At another level, the mercantile community, the principal support base of the BJP and its allies, is kept happy by fuelling runaway inflation. The Federal Government keeps quoting falsified figures to assure the middle classes of the "gradual winding down" of the rate of inflation, even as the rising number of those below the poverty line threatens to tear apart the social fabric. A fearsome rise in the rate of crime, and an increase in repressive measures by the Federal Government, duly follow.

The weak response of the organized sector of the working people has been alarming. The trade unions continue to suffer from functioning under the tutelage of different political parties. The lack of success of all-India TU actions against the relentless privatization drive has sent alarm bells ringing among the entire array of Left and democratic forces.

Worrying developments have taken place elsewhere. Bengal has long remained (to quote the Prime Minister) an "obnoxious and irritating bastion of the Red." Suddenly things there have assumed shapes that have made the common people, and the rural and urban poor in particular, fearful of the future.

The Left Front-supported Communist Party of India candidate for a recent byelection to the lower house of the Indian parliament (the Lok Sabha) in Bengal's rural Midnapore district lost by a crushing margin to a former bureaucrat put up by the Rightist combination of the Trinamul Congress (an offshoot of the Congress party) and the BJP. The Left has never before lost this seat, in a district known for militant peasants' struggles.

Soon after, the Communist-led Left Front lost the municipal elections in Calcutta where it had held office for over 15 years. This time, too, the Trinamul Congress-BJP combine proved victorious in a province where the people have always voted Left.

Meanwhile, an orgy of violence has been let loose in several districts of Bengal by the superior landed elements who had smarted under the redistributive land reforms initiated by the Left Front government since 1977. The administration (including the police) have started to display on which side their loyalty remained.

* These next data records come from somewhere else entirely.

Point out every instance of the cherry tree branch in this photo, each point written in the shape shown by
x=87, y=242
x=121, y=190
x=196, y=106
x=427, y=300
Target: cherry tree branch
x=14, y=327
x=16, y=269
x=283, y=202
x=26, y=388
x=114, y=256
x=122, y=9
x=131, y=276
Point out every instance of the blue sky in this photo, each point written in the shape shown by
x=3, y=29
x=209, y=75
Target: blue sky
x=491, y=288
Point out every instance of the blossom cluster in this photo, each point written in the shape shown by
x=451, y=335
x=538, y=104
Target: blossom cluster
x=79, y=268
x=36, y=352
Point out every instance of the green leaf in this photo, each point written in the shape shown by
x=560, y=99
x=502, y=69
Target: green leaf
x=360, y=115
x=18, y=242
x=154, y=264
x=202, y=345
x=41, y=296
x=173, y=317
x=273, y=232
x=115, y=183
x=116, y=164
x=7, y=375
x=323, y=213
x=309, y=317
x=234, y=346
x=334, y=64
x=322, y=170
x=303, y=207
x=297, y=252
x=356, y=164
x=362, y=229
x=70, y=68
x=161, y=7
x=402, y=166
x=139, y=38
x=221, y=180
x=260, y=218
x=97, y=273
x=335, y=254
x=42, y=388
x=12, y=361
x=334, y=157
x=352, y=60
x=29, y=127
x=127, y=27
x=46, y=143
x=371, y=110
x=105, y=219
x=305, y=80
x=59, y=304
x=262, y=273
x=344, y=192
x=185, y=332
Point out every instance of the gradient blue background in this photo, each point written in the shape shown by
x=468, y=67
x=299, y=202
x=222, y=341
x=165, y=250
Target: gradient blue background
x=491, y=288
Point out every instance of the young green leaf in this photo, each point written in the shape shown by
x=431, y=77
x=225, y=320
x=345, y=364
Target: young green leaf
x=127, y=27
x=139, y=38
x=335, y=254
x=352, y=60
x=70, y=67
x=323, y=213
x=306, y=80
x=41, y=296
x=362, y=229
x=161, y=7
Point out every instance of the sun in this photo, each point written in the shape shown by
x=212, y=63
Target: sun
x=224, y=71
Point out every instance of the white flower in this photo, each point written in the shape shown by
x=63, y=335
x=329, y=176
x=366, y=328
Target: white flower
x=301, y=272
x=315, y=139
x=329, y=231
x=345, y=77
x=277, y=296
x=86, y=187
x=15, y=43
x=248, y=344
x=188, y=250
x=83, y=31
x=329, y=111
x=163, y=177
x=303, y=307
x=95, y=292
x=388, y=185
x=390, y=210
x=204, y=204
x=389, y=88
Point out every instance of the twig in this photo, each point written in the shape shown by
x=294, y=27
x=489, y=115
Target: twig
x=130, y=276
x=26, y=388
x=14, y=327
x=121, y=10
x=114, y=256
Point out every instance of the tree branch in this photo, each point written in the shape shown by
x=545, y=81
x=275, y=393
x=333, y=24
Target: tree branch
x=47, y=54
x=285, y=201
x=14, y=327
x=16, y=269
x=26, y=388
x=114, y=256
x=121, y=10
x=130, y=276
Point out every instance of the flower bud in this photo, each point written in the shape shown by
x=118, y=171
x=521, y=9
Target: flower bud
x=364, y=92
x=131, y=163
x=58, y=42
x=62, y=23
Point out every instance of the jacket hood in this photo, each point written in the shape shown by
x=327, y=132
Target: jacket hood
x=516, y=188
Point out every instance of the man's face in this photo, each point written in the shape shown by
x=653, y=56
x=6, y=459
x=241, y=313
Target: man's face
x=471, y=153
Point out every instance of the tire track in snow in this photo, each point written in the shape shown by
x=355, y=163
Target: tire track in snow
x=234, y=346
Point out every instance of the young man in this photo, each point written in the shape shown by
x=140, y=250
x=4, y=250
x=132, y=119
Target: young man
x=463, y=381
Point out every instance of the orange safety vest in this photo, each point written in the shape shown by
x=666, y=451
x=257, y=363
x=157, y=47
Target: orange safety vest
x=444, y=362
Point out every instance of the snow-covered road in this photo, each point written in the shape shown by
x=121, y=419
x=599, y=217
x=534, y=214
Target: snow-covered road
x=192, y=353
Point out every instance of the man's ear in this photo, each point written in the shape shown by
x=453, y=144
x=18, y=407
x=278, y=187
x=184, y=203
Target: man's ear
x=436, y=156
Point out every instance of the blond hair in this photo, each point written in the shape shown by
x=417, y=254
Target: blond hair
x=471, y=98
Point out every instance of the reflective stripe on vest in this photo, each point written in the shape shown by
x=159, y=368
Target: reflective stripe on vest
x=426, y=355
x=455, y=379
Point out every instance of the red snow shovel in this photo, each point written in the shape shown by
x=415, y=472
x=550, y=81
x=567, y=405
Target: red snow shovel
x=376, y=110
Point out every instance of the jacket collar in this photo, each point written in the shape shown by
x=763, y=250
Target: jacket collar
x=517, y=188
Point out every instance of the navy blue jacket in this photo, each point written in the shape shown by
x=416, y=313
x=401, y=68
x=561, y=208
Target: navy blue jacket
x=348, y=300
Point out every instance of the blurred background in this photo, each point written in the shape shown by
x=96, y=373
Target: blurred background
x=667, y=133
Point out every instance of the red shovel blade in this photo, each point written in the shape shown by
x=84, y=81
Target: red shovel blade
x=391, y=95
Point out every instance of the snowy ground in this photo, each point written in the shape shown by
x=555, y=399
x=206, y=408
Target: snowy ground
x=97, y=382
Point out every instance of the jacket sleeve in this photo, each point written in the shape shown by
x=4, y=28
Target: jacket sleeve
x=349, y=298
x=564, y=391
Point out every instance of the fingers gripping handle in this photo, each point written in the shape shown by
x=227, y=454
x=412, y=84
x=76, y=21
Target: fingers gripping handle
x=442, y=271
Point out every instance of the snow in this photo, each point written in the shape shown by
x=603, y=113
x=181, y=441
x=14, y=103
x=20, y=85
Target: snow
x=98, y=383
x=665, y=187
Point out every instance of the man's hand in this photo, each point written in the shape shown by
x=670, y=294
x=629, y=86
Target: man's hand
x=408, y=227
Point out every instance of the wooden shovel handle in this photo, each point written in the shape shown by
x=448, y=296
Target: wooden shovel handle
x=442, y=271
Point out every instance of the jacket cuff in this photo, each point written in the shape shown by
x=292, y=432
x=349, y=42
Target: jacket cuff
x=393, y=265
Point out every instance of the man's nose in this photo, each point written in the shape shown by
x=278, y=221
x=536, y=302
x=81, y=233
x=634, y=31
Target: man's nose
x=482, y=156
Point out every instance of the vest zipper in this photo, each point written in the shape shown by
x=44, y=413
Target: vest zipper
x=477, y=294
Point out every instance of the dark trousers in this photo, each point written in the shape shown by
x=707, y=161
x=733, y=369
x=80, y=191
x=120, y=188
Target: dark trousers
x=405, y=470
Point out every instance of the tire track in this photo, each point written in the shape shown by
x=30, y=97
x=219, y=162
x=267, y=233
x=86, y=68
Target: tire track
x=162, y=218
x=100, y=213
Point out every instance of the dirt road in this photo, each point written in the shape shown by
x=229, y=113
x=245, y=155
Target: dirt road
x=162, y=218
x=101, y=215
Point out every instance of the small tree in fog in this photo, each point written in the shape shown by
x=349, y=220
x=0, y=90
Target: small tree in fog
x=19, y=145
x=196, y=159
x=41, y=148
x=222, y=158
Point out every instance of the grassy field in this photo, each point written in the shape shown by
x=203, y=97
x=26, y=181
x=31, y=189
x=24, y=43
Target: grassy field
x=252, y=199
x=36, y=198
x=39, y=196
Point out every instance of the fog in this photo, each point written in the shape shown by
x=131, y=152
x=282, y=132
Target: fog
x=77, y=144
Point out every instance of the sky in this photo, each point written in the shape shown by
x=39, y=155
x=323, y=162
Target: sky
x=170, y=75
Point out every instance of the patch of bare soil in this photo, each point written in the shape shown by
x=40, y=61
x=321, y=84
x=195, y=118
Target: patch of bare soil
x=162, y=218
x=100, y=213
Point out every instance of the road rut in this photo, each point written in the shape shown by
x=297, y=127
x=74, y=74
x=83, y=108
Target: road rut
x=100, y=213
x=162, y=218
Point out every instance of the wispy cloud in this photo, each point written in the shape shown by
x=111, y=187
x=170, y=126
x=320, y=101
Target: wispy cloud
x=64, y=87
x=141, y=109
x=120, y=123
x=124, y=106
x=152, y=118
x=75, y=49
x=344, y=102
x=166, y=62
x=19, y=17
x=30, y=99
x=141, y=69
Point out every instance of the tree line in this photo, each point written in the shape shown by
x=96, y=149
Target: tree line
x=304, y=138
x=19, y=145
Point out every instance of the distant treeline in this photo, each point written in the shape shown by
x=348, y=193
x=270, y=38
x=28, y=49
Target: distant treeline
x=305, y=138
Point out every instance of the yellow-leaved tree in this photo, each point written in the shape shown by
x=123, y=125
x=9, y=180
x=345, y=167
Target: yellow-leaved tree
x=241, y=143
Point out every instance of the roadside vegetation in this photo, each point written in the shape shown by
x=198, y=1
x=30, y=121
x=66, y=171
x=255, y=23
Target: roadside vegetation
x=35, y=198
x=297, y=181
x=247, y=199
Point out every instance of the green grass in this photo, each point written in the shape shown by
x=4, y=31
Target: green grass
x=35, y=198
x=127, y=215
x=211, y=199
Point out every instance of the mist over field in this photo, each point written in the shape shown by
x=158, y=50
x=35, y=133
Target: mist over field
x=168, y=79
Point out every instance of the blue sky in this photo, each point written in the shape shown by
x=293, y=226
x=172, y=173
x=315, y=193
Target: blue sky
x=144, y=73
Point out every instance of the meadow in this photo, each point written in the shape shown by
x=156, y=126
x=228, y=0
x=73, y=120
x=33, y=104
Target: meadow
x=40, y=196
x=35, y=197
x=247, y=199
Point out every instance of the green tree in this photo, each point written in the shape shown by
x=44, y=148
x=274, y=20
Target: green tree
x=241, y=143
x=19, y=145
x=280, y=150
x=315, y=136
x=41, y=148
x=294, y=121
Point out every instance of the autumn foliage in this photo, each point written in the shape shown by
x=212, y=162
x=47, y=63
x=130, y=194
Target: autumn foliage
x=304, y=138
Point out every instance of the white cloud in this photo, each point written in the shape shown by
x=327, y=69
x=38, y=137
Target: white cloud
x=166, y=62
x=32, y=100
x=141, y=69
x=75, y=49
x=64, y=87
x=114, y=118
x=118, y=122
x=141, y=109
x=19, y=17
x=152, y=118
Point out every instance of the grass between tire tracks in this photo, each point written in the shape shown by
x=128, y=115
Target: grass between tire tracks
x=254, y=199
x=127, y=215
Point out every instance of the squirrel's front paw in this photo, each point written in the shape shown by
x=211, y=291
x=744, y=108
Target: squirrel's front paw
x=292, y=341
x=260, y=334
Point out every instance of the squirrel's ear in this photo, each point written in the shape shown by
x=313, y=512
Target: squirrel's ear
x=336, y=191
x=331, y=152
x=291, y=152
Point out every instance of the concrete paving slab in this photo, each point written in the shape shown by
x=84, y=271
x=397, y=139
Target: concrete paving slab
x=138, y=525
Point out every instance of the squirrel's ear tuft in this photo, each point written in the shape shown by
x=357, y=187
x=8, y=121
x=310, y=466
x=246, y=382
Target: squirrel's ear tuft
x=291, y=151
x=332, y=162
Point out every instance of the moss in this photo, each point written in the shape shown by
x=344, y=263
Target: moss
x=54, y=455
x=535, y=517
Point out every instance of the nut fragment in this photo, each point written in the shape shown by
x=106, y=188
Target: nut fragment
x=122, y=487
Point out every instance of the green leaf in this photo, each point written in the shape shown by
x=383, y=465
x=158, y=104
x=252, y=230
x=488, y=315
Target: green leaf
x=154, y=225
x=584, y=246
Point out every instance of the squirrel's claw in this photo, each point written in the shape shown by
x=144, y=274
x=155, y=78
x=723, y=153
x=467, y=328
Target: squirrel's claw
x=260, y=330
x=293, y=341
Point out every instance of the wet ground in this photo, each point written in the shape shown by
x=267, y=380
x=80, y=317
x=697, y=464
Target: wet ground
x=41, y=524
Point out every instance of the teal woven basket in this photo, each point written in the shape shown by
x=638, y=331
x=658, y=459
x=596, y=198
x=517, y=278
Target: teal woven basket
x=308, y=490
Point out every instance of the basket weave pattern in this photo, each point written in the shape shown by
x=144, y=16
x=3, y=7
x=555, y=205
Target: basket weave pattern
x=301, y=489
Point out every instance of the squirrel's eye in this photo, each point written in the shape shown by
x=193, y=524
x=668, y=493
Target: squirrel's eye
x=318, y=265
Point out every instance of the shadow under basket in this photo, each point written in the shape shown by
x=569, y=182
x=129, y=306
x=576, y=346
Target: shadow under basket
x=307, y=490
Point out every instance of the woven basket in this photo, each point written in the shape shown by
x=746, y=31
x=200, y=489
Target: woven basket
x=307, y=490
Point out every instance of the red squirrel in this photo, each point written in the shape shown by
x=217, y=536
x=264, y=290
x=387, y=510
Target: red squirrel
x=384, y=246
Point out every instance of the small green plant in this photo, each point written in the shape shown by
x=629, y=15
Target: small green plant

The political setback in Bengal may not indicate any general debacle for the Left in India. But the fact remains that once the ruling classes discover the faintest scent of triumph in the evolving political scenario, they are bound to step up an aggressive drive against all existing democratic norms. It is the working class which stands to suffer most once this becomes an unwelcome reality. India's current slide into chaos will no doubt intensify even further.